The video for Watsky's "Stick To Your Guns" stands out from the opening shot, a storybook image of a young boy telling a story to his flock of sheep. As in many children's tales, a harsh truth is about to be told. George Watsky, who performs under the name Watsky, is a slam poet and hip-hop artist with five albums and a number of mixtapes to his name. And in spite of the sheep and the cartoony nature of the video, it aims to tackle the issue of violence and mass shootings.
Director Carlos Lopez Estrada writes via email that the challenge of making the video for "Stick To Your Guns" was in dealing with the incredibly specific lyrics of cocking a shotgun as people fall to the floor.
I was immediately drawn to the contrast between the stark nature of the lyrics and the very pleasant quality of the music, so I figured the video could similarly take an allegorical approach to some of the more serious themes that the song explores. It is a fable about a shepherd who raises his sheep with violence and accidentally starts a vicious cycle within the herd. It's a seemingly straightforward idea that we tried to present in a colorful and hopefully unexpected way.
Watsky writes that he wanted to tackle gun violence differently, by avoiding absolute statements that would shut down conversation altogether.
My aim was to present one archetypal shooting, each verse coming from the perspective of a different person involved in the event, and highlight the similar pageant we go through every time this happens in America. The first verse is from the perspective of the shooter — I'm trusting the audience to listen on, because until you get to the second verse, it's almost impossible to know the song is satire. I did worry that this could come off as callous to people who have lost loved ones in shootings, but ultimately decided that I would let the song stand on its own merits.

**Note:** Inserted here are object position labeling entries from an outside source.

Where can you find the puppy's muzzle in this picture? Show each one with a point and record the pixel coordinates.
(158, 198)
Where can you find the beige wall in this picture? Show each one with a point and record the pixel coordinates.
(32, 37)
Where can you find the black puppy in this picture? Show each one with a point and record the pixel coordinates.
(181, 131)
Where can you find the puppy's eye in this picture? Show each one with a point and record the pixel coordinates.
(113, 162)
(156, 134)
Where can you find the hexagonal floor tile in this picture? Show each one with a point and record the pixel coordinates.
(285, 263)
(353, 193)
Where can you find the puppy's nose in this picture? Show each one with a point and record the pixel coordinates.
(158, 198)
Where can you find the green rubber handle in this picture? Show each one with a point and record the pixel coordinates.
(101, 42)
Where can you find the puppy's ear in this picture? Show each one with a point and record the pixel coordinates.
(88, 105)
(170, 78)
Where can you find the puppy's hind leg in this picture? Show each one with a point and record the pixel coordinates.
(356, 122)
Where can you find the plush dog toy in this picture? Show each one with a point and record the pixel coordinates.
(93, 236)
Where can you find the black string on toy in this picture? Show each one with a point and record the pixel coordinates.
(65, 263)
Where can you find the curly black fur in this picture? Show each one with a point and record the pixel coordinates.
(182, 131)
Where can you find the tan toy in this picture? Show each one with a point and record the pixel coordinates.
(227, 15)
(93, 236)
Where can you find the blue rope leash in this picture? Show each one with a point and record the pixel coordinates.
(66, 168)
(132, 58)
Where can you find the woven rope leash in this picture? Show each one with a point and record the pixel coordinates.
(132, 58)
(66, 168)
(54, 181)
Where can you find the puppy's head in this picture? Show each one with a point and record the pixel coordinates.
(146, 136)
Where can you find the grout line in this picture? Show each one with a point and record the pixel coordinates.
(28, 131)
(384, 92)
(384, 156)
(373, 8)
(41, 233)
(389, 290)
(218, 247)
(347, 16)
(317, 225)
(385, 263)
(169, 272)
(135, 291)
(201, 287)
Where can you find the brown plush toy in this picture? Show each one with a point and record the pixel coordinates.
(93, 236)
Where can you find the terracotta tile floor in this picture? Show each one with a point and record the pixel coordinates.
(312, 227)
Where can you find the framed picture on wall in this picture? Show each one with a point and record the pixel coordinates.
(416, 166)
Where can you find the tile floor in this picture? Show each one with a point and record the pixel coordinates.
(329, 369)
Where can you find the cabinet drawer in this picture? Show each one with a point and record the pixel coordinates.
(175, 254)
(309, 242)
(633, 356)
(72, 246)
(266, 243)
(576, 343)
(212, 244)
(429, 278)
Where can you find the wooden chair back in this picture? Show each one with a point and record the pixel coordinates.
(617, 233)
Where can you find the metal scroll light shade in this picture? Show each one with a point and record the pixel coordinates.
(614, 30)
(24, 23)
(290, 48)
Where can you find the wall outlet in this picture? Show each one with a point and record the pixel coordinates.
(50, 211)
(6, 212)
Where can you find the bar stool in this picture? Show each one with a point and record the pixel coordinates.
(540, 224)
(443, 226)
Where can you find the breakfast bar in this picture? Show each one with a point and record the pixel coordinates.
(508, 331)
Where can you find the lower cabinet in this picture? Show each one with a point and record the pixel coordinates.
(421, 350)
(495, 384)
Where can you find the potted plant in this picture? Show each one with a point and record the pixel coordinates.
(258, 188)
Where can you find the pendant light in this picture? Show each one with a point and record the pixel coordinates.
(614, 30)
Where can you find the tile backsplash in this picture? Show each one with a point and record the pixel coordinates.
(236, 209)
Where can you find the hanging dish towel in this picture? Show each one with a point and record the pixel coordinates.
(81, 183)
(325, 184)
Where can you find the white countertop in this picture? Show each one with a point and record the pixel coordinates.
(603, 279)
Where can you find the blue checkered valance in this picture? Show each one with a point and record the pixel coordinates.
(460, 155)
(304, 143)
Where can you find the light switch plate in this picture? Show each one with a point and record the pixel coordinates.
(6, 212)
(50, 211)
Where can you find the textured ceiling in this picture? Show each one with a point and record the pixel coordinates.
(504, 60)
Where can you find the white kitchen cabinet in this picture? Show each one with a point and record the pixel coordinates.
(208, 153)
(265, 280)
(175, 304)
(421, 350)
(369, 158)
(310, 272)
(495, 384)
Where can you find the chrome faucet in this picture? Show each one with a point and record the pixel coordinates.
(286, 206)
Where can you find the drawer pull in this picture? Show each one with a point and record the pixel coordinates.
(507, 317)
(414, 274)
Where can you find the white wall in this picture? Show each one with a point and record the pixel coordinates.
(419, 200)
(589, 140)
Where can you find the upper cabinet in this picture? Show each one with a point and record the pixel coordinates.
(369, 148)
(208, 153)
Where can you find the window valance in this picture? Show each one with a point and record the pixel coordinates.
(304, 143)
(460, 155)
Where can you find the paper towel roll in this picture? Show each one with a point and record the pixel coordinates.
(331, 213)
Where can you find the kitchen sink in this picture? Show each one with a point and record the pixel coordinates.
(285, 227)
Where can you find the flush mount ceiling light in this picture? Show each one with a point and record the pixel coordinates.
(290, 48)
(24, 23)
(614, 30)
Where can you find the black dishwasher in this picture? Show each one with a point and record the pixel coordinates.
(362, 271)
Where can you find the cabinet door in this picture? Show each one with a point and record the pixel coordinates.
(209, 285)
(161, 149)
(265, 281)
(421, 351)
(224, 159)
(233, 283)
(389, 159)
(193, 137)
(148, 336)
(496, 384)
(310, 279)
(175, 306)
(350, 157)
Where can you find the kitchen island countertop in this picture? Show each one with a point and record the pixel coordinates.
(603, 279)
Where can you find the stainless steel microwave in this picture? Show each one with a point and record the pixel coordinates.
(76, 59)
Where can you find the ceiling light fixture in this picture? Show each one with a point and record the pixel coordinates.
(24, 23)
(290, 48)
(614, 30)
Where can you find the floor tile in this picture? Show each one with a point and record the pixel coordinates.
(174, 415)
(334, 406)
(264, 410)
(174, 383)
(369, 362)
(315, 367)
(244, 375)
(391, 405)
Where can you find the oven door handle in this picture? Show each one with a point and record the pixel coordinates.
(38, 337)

The second verse comes from the perspective of a newscaster barely suppressing their excitement about the bloodshed, and the third verse is a politician, posturing grief in a eulogy, eager to pin the blame on this single deranged individual and move on. I hoped that, by ending the song on the politician's point that the shooter was a lone-wolf weirdo, I could accomplish two things: one, force the audience to recognize how familiar this argument is, and also, since it is an argument we're hearing over and over, undermine the very idea of the lone wolf. How many lone wolves can we have before they're not lone anymore? That's the broader, uniquely American tragedy — that this song is reminiscent of so many past events, and if we continue to sit on our hands, more to come.